Expression profiling and functional analysis of circular RNAs in vitro model of intermittent hypoxia-induced liver injury

Li-Da Chen; Jie-Feng Huang; Xue-Jun Lin; Ya-Ping Huang; Qiao-Zhen Xu; Gong-Ping Chen; Qi-Chang Lin

doi:10.3389/fphys.2022.972407

Expression profiling and functional analysis of circular RNAs in vitro model of intermittent hypoxia-induced liver injury

Front Physiol. 2022 Sep 14:13:972407. doi: 10.3389/fphys.2022.972407. eCollection 2022.

Authors

Li-Da Chen¹, Jie-Feng Huang^{2

3

4}, Xue-Jun Lin⁵, Ya-Ping Huang¹, Qiao-Zhen Xu¹, Gong-Ping Chen^{2

3

4}, Qi-Chang Lin^{2

3

4}

Affiliations

¹ Department of Respiratory and Critical Care Medicine, Zhangzhou Affiliated Hospital of Fujian Medical University, Zhangzhou, China.
² Department of Respiratory and Critical Care Medicine, the First Affiliated Hospital of Fujian Medical University, Fuzhou, China.
³ Fujian Provincial Sleep-disordered Breathing Clinic Center, Fuzhou, China.
⁴ Laboratory of Respiratory Disease of the Fujian Medical University, Fuzhou, China.
⁵ Department of Laboratory Medicine, Zhangzhou Affiliated Hospital of Fujian Medical University, Zhangzhou, China.

Abstract

Intermittent hypoxia (IH) is a prominent feature of obstructive sleep apnea (OSA) which is increasingly recognized as a key risk factor for liver injury.

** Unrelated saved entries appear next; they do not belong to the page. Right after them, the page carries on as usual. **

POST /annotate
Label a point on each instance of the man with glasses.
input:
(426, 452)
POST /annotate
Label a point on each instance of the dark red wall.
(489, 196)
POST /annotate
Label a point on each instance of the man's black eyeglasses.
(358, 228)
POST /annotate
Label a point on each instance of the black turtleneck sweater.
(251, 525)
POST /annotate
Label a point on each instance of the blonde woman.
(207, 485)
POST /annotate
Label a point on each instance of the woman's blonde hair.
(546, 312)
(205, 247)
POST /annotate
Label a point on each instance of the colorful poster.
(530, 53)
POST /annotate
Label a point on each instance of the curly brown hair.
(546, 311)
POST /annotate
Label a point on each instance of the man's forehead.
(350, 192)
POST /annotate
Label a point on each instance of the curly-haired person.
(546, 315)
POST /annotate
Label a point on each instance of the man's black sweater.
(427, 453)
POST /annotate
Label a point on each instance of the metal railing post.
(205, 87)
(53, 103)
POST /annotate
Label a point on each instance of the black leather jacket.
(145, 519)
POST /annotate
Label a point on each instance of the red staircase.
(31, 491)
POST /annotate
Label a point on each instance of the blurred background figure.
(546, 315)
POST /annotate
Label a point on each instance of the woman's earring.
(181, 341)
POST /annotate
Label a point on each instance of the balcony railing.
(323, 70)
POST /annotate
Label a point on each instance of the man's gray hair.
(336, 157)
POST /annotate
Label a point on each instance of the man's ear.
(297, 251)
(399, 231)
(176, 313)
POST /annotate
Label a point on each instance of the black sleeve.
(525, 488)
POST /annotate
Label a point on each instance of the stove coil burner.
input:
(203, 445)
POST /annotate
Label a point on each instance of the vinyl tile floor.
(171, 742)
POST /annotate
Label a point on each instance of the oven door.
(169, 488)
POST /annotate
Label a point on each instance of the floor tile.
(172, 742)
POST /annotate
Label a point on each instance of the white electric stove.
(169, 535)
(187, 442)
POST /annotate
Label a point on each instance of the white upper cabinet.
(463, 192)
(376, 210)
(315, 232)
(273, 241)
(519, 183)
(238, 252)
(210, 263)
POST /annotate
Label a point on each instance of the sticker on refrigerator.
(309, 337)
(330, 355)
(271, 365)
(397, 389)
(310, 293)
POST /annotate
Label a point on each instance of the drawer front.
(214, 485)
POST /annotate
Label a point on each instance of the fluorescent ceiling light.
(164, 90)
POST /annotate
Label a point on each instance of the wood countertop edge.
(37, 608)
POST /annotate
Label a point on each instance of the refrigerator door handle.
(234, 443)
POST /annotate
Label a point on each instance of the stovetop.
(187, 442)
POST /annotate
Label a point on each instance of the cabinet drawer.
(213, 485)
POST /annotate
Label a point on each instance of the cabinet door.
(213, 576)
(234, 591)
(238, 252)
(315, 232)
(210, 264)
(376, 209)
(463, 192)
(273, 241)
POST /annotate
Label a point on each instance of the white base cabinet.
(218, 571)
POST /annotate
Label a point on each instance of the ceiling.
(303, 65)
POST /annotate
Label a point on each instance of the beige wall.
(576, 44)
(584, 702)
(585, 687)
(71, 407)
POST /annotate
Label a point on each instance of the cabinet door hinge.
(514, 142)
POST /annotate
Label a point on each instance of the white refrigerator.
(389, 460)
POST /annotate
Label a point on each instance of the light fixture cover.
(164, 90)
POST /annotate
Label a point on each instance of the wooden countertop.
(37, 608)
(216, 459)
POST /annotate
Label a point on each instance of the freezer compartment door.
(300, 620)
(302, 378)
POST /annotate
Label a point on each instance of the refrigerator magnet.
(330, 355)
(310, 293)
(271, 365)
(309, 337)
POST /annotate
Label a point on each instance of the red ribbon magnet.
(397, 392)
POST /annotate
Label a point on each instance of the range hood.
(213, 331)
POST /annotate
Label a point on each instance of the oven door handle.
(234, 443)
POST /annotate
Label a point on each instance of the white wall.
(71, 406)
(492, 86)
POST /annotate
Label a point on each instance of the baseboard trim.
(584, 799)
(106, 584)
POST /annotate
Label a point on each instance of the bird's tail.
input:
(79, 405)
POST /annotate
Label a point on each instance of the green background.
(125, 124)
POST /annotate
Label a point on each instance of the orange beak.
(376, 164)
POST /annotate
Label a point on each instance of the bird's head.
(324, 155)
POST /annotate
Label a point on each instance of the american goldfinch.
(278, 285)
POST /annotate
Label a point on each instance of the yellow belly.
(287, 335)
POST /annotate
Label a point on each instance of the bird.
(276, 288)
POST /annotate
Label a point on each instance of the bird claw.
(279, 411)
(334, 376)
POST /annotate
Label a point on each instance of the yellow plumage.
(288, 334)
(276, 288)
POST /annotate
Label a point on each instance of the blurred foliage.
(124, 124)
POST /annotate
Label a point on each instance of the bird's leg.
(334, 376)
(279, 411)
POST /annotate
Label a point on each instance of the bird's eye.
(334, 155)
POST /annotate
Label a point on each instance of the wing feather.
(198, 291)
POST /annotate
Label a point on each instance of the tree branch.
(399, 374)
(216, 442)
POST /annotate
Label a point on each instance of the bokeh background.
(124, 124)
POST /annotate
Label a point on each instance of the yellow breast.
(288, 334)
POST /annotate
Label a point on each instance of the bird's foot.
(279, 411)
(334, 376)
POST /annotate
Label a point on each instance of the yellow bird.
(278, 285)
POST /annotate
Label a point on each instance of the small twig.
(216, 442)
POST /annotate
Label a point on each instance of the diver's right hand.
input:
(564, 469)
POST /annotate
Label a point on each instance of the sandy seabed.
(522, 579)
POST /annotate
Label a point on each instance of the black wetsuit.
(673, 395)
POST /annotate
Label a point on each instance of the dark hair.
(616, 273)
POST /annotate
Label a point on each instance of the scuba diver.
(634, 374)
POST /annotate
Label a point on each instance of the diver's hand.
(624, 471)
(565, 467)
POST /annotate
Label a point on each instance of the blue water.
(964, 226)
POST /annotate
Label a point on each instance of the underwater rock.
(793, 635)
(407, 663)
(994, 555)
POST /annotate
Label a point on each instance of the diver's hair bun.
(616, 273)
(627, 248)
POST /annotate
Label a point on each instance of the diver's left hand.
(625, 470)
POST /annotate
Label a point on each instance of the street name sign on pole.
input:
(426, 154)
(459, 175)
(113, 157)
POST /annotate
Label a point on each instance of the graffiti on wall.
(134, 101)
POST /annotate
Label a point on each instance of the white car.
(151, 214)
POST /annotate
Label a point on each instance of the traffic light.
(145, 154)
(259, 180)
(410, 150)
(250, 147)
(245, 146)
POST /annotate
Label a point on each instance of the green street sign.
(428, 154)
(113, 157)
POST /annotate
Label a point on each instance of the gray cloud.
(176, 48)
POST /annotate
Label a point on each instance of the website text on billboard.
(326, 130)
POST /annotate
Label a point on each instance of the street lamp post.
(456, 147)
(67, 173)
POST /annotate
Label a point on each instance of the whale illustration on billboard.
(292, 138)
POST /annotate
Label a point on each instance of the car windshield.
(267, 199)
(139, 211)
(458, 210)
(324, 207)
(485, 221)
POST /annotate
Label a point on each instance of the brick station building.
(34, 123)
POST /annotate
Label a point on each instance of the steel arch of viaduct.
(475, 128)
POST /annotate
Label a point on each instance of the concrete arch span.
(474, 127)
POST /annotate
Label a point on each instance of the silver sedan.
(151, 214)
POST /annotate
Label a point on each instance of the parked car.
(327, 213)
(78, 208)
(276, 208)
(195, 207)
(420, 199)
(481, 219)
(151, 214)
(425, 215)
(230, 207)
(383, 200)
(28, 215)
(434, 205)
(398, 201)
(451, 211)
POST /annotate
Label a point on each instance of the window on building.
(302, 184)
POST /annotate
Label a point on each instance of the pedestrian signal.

Circular RNAs (circRNAs) has been suggested to act as a regulator of multiple biological processes. However, there is no study evaluating circRNAs alterations and potential role of circRNAs in OSA-related liver injury. The present study aimed to investigate circRNA expression profiles in vitro model of IH-induced liver injury, as well as potential functional characterization of the differentially expressed circRNAs (DE circRNAs). BRL-3A cells were exposed to IH or normoxia. Cell apoptosis and cell viability were evaluated using flow cytometry and cell counting kit-8, respectively. The expression profile of circRNAs was depicted by circRNA sequencing. The selected circRNAs were verified by quantitative real-time PCR (qRT-PCR). Kyoto Encyclopedia of Genes and Genomes (KEGG) pathway and Gene Ontology (GO) analyses were employed to predict DE circRNAs functions. The circRNA-miRNA-mRNA regulatory network was constructed. IH treatment caused cell injury in BRL-3A cells. 98 circRNAs were identified as being dysregulated in IH-treated BRL-3A cells. Among them, 58 were up-regulated and 40 were down-regulated. Go and KEGG analyses suggested that the DE circRNAs were predominantly enriched in the biological process such as positive regulation of NF-kappaB transcription factor activity and pathways such as circadian entrainment, Wnt signaling pathway, MAPK signaling pathway, and protein export. 3 up-regulated circRNAs and 3 down-regulated circRNAs with high number of back-splicing sites were chosen for qRT-PCR validation and were consistent with the sequencing data. CircRNA1056 and circRNA805 were predicted to interact with microRNAs that might thereby regulate downstream genes. The study characterized a profile of dysregulated circRNAs in IH-induced BRL-3A cell injury. DE circRNAs may play vital roles in the pathophysiology of IH-induced liver injury. Our findings provide preliminary support for further research in mechanisms and a new theory for the pathogenesis of OSA-related liver injury.

Keywords: circular RNAs; intermittent hypoxia; liver injury; obstructive sleep apnea; sequence analysis.